The Facet of Financial/Legal Support
While we might be limited in what we can give, remember God isn’t. Remember, a little here and a little there goes a long way. Supporting their particular mission organization’s fund raising efforts and encouraging others to do the same is also a significant way to help.
If your child keeps a bank account in the States, then helping them manage that account can prove invaluable to them. In our case, we have certainly found this to be true on many occasions!
How about having power of attorney? For example, we have found that when our son needed transcripts sent out, having power of attorney permitted us to sign for the transcripts. There are various reasons why having power of attorney would be a vital help to our missionary children.

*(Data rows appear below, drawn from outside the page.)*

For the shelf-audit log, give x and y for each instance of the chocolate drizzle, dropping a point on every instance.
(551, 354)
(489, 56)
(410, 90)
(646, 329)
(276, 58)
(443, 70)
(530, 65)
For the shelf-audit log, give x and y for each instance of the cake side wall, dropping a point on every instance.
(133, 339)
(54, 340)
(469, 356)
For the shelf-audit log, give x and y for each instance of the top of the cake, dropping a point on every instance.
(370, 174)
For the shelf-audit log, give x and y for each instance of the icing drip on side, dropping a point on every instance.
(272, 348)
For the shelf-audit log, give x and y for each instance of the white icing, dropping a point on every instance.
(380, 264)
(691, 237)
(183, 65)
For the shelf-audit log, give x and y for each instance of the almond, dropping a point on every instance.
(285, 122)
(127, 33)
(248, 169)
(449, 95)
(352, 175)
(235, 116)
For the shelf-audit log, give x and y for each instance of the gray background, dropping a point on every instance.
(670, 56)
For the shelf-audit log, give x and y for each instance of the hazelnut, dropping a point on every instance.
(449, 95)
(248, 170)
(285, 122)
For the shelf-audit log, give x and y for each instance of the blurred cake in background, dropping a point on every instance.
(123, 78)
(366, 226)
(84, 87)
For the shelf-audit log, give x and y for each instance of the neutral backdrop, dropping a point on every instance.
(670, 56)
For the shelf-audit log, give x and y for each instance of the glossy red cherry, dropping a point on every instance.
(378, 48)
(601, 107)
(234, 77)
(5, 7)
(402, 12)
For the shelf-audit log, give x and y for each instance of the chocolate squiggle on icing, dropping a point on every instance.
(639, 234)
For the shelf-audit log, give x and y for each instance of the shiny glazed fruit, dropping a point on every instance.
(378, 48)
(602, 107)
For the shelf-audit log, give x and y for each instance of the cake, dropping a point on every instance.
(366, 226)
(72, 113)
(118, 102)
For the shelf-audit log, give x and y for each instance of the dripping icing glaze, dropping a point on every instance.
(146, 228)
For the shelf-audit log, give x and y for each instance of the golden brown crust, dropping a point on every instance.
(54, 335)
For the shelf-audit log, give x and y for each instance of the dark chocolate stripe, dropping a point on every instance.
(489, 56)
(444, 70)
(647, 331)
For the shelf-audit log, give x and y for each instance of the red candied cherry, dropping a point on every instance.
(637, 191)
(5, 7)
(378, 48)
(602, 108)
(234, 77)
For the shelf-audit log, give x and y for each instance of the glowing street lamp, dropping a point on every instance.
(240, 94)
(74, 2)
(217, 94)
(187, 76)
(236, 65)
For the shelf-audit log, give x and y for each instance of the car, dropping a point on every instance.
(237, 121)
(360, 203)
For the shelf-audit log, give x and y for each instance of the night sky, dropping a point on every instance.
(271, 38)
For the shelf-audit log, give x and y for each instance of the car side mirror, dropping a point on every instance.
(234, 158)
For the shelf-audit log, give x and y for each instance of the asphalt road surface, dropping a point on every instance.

As the above signs implies, support is not limited to monetary gifts. Knowing we are available in giving assistance and guidance in financial/legal matters lessens the load they must carry.

The Facet of Emotional Support
I will never forget my daughter in law’s words to us as they left for the mission field for the very first time as she hugged me goodbye, “Knowing you support us like you do, makes this so much easier!”
I can’t imagine the struggles and the burdens that making a new life in an unfamiliar culture and often unforgiving environment must have on my children. Their load is heavy already. By withholding our emotional support, or sinking into despair because we feel they are abandoning us, we only add to their burdens.
If as a parent, you are struggling emotionally because your children and grandchildren are separated from you, try looking at it from their perspective. If the situations were reversed, what would your children need to do to make it easier on you to follow God’s call? Sending them off with our full support (no matter how difficult it may be on us) gives them the lift they need to fly successfully.